Pressure from the Scottish Funding Council to make progress on creating a "super-college" in Glasgow city centre finally paid off last week with the news that three of the existing colleges have signed a "historic agreement" to merge - leaving one of the original four, Stow College, to go it alone.
Despite inconclusive evidence about the benefits of large-scale mergers, the three colleges have agreed to abandon the original aim of "co-location" on two sites, under which each would have its identity preserved. This was one of the major sticking points for Stow College, which led it to pull out of the discussions last month.
In a joint statement, the three principals, Paul Little of Central College, Janet Okten of Glasgow College of Nautical Studies and Tom Wilson of Metropolitan College, said: "We are clear in our new shared mission: to deliver world-class learning for a local, regional, national and international market."
Mr Little, who came from Northern Ireland, where he worked in an institution formed from six centres, commented: "Who wouldn't want to study and work in a world-class, state-of-the-art, technology-rich educational environment?"
He told The TESS: "This will be good for learners, good for staff and good for Glasgow."
The new college will dominate FE in Scotland, accounting for one in 10 college students. Stow had deep reservations about whether a college of this size could be effective. "We think it will be too big to offer the personal learning experiences colleges excel at," John Mitchell, the chair of its board, commented.
But the statement from the three principals was adamant that the new college would "deliver unparalleled benefits to our learners, including the provision of a comprehensive curriculum that widens access and supports participation, achievement and progress ... supported by a wider, more specialised range of staff and services than our individual colleges can offer at present."
Mr Little said he believed students would benefit from being in a "cosmopolitan" community of 40-50,000 learners. He was well aware of the challenges which a college of that size presented, so it was important to have "the right philosophy, the right climate and the right culture".

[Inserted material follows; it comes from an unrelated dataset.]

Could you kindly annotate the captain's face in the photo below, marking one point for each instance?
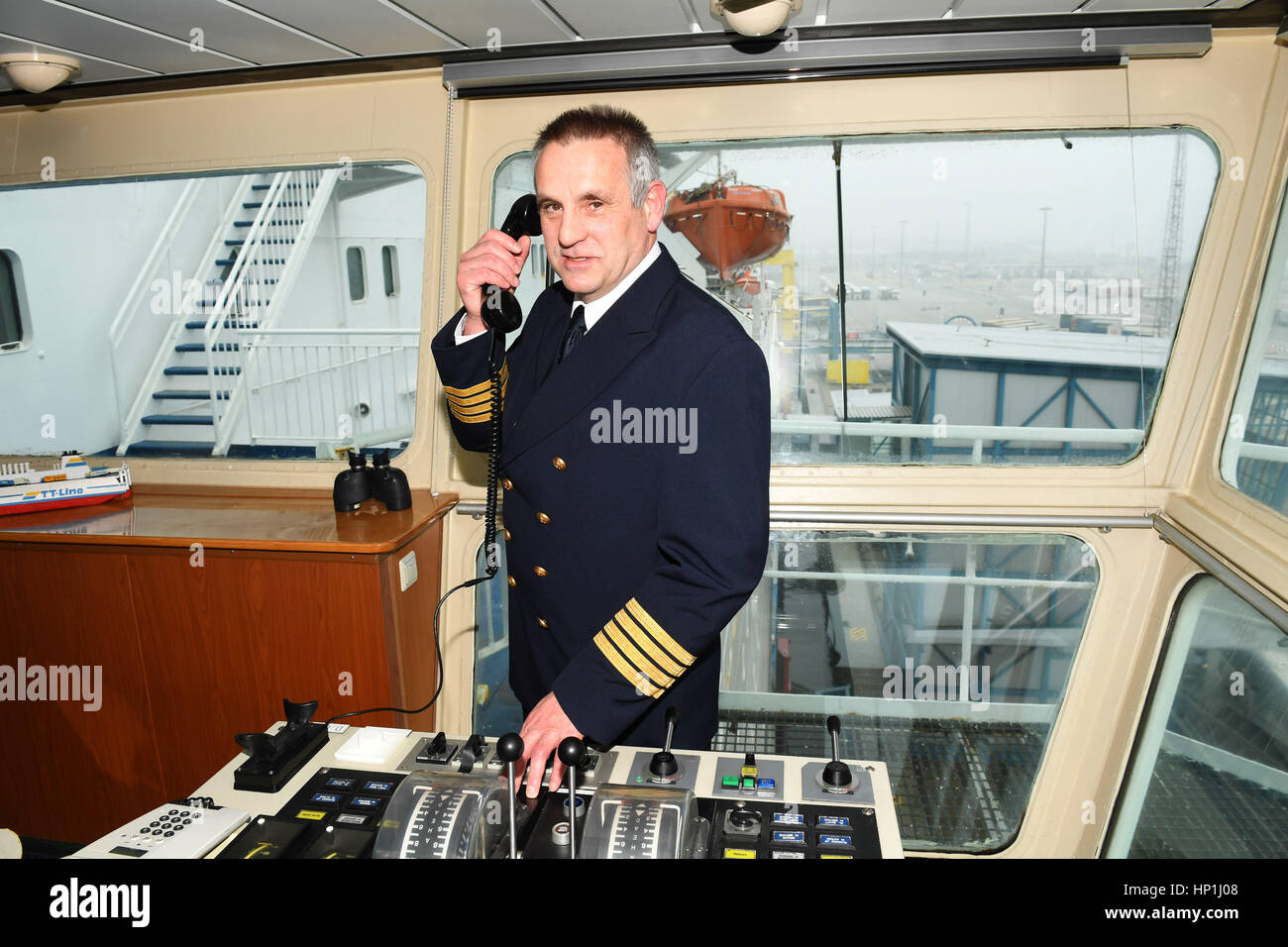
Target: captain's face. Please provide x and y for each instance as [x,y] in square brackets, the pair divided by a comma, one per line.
[593,235]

John McClelland, chair of the Scottish Funding Council, who has played a key role in arm-twisting the colleges into an agreement, praised the move as "the right one for the colleges, for Glasgow and for Scotland". He said he believed the merger decision would provide "momentum" to develop the two-site campus for the college - on Cathedral Street, near the Merchant City and Thistle Street on the Clyde.
Vic Emery, the businessman who chairs New Campus Glasgow, called it "an exciting advance". He expressed optimism that the plans would be delivered "on time and on budget".
The campus is scheduled to be completed and ready for business in 2014.
MIXED FORTUNES OF SHARED MISSIONS
The most recent cost-benefit analysis of college mergers, carried out by the Department for Innovation, Universities and Skills in London, concluded that "the limited evidence available does not provide a consistent message".
The report added: "It appears that success of mergers is not guaranteed, but may be dependent on a complex set of local factors and conditions with no consistent message about when mergers are most likely to succeed."
The study said there could be benefits from integrating curricula, reducing over-provision and improving capital investment. But there was also evidence that substantial cost savings were difficult to achieve, and that communications and college culture were critical factors for success. There was "insufficient evidence" that larger colleges performed better.
Reviews in Wales and Northern Ireland, which have decided to move to a smaller network of regional colleges, "do not include any evidence that larger colleges are necessarily more effective, or that college mergers result in net benefits."
A suggestion in the FE review for the Welsh Assembly Government that efficiency savings would only make an impact when a college's turnover reached Pounds 15 million was not backed up, DIUS states.